Character Encoding Issue

I’m having a little trouble getting character encodings to work for one of my applications. I have a large directory of names, many of which are foreign. My goal is to get as many of these names to render as possible. I’ve decided to use a utf-8 encoding to get this to work.

I’ve had to do a lot of work and testing to figure out everywhere that I need to change this encoding but I think i’m close. There seems to be just 1-2 places left that could be causing the problem.

An example of the problem. The word Zürich renders as Zürich.

In order to get the names into the database I imported them using a csv file. I use a mysql database.

These are the places i’ve made changes/checked to ensure that the character encoding is UTF-8.
Original .csv file is UTF-8
Database is UTF-8
Database table encodings are UTF-8
Webpage Doctype is UTF-8.
Putty SSH Client - UTF-8 encoding.

I’ve viewed the data directly in the mysql database and it renders correctly as Zürich. However, when it is displayed on the website it displays as Zürich. This leads me to believe that there is something in the process between the database and the webpage that is messign up the data (because both the database and webpage our UTF-8 encodings). I’ve also tried statically displaying Zürich on the webpage and it displays fine so it must be something else.
Do I need to control the encoding in the SQL query on the database? Can you think of anything else that might be causing this problem to occur?

For reference: here is the doctype of the webpage displaying the data.

<!DOCTYPE html
PUBLIC “-//W3C//DTD XHTML 1.0 Transitional//EN””>

<html xmlns=“” xml:lang=“en” lang=“en”>
<meta http-equiv=“Content-Type” content=“text/html; charset=UTF-8” />

I really appreciate your help. This has become quite a frustrating mess.

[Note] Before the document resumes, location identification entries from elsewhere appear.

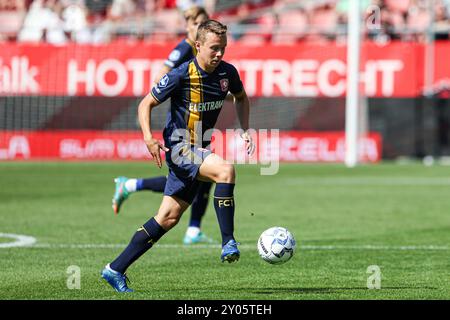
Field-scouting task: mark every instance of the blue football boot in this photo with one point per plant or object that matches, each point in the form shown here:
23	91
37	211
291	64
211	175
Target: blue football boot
230	252
117	280
199	238
121	194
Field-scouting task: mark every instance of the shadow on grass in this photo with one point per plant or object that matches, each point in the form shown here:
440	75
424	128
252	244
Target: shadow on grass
328	290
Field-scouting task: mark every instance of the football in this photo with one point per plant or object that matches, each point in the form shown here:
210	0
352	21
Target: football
276	245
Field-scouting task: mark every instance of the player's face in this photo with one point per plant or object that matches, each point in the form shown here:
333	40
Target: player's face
192	26
211	52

Edit: I’ve narrowed it down more.

As previously mentioned, the character encoding appears to be correct in the database when viewing through putty.
I created a simple sql command to grab the data from the database. Then ran these two lines of code.
$result = $db->query($sql);
$row = $result->fetch_assoc();
print “Zürich”;

The display I get is:

So the problem is isolated to the database query. Suggestions on what I need to do to fix this?

query “SET NAMES encoding” must be executed every time database is used.
right after database connect is a good place
mysql_query(“SET NAMES utf8”);
or other functions if you’re using some fancy libraries

For further reference: [Connection Character Sets and Collations](Connection Character Sets and Collations)

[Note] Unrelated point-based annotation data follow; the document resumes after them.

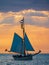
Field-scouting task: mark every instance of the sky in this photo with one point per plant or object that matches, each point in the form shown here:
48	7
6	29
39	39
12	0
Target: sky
36	17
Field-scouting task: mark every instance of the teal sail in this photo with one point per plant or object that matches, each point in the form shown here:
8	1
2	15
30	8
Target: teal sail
17	44
28	45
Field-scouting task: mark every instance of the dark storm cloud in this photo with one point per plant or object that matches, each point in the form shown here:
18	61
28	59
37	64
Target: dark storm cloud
17	5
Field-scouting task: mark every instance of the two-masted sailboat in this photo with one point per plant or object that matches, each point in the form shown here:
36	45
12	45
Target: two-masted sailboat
21	45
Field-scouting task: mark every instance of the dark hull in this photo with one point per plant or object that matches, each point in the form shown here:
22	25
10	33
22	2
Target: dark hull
20	57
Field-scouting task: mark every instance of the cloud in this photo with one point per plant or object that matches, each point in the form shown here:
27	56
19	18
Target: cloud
17	5
32	17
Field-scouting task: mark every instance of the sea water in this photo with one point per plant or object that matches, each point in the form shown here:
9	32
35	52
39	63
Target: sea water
40	59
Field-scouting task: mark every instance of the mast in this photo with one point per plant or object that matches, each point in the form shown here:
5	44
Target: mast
23	29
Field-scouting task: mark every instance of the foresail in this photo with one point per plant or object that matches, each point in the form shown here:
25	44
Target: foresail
28	45
17	44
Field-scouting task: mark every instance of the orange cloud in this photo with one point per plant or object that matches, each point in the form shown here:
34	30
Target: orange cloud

I tried that and it didn’t make a difference. This is what i’m sitting with as far as my query goes right now. I’ve got a couple different attempts to fix the encoding issue built in. The actual connection is done in the constructor of the class. I’m also printing out the encoding as you can see and it prints ‘utf8’. However, the encoding is still messed up and the data does not display properly.

public function query($query)
        mysql_query("SET character_set_results = 'utf8', character_set_client = 'utf8', character_set_connection = 'utf8', character_set_database = 'utf8', character_set_server = 'utf8'",$this->link);
     $result = mysql_query($query,$this->link);

      $charset = mysql_client_encoding($this->link);
      print $charset;

         throw new Exception('Database query error');

      return new DbRowSet($result);

Could you confirm for us what you get from the server when you run the following command?

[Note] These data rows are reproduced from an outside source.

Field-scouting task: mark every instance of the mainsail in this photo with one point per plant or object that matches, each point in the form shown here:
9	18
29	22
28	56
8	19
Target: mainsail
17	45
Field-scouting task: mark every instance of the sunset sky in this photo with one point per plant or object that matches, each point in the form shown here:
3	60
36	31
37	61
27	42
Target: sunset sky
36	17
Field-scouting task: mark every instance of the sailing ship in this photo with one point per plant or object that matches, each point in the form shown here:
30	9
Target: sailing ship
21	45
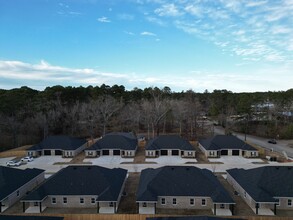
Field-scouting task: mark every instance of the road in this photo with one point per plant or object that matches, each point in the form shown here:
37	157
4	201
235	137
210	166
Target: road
280	147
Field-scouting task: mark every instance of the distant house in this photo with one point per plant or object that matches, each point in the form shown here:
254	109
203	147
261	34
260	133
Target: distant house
114	144
169	145
192	218
79	187
265	189
15	183
59	146
182	187
28	217
226	145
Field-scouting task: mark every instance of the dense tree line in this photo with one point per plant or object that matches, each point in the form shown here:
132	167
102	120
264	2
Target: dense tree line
28	115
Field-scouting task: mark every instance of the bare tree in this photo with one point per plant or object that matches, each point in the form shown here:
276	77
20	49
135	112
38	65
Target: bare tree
160	107
107	107
179	112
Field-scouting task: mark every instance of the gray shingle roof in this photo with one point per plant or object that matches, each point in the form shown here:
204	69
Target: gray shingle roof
265	183
168	142
18	217
180	181
123	141
191	218
59	142
12	179
82	180
219	142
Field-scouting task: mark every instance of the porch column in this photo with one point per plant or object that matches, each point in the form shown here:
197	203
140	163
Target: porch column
232	209
215	209
256	208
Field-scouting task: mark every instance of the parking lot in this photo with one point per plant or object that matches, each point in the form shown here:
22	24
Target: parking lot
46	163
110	160
171	160
236	160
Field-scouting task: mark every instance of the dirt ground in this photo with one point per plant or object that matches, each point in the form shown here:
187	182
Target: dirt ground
241	208
128	201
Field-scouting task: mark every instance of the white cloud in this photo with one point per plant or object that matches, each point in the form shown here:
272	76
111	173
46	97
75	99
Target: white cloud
129	32
127	17
104	19
146	33
43	74
255	3
168	10
156	20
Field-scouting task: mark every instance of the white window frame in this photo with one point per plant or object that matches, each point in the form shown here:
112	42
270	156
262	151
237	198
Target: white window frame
65	200
53	200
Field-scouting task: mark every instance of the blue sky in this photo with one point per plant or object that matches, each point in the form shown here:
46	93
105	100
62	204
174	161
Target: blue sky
238	45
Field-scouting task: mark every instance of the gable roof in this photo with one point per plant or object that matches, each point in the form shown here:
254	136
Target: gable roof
180	181
220	142
61	142
265	183
82	180
29	217
191	218
119	140
168	142
12	179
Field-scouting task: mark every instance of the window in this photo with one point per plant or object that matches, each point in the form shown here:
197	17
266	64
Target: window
53	200
174	201
278	202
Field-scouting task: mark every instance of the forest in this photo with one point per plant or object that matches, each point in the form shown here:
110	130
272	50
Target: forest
27	115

Well, I can state 2 things.

  1. Everything is set right.
  2. You’re good with debugging. So, continue with it. check everything again.
    make a simple code that adds a string to the database and displays it back.
    Here is the simple checklist I posted before.

I see this:

| Variable_name | Value |
| character_set_client | utf8 |
| character_set_connection | utf8 |
| character_set_database | utf8 |
| character_set_filesystem | binary |
| character_set_results | utf8 |
| character_set_server | utf8 |
| character_set_system | utf8 |
| character_sets_dir | /usr/share/mysql/charsets/ |
| collation_connection | utf8_general_ci |
| collation_database | utf8_general_ci |
| collation_server | utf8_general_ci |
| completion_type | 0 |
| concurrent_insert | 1 |
| connect_timeout | 10 |

One interesting thing I noticed was:

When I visit character_sets_dir | /usr/share/mysql/charsets/

It lists these charsets:

armscii8.xml cp1250.xml cp1256.xml cp850.xml cp866.xml geostd8.xml hebrew.xml Index.xml koi8r.xml latin1.xml latin5.xml macce.xml README
ascii.xml cp1251.xml cp1257.xml cp852.xml dec8.xml greek.xml hp8.xml keybcs2.xml koi8u.xml latin2.xml latin7.xml macroman.xml swe7.xml

No where in this list do i see a xml file for utf8. Is this a problem?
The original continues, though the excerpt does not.